Nowhere, perhaps, has the confusion reigned supreme as it has over the choice, and then termination of Romwald Lungaro-Mifsud as MTA chairman. Contrary to government practice, Mr Lungaro-Mifsud was appointed as both chairman and CEO. One of his first decisions involved getting everyone at MTA into a uniform.
Then, following a series of leaks and barely concealed anger by the private sector, Mr Lungaro-Mifsud announced on 28 July that he had resigned as his “mission” was “accomplished”.
Mr Lungaro-Mifsud is still at MTA, as his time there comes to an end on 31 August, and still running the show, despite the fact that the new chairman, and now even the CEO, have already been chosen.
And when Dr Zammit Dimech admitted to an MHRA delegation last week that Mr Lungaro-Mifsud will continue to pick up his Lm25,000 a year salary till his contract runs out at the end of March, and will still enjoy his car and mobile phone, vituperative comments by the industry reached rarely achieved levels, leading to calls for the minister’s resignation after the minister reportedly said the added expense would not break anybody’s back, at a time of general austerity all around.
One of the “missions” that was “accomplished”, other than the advertising spend on CNN seen in countries, many of which have no direct connection to Malta, was the famous and expensive Brand Malta exercise, which has become a national laughing stock and has not served one whit to make Malta any better for incoming tourists.
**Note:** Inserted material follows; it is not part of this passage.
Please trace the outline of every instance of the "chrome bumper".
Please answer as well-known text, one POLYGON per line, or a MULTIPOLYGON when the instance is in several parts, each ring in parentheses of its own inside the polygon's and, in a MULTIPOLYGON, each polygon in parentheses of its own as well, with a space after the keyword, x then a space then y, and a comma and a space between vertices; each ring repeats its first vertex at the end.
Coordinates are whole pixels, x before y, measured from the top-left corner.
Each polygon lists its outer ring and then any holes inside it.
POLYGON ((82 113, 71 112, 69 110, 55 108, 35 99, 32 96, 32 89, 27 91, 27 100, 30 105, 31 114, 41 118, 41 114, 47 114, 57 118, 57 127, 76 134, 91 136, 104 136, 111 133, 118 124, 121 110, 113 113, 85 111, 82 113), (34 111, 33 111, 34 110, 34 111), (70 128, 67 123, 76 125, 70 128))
Once again, the failure of this exercise shows the faults that have bedevilled MTA and its predecessor NTOM: high spend on consumer advertising, little follow-up and even less, achieving results at ground level.
It is a measure of the desperation at the top, a tourism entrepreneur told this newspaper: in times of trouble, the last card to play is to get everyone on the bridge, so that all are accountable and none are responsible.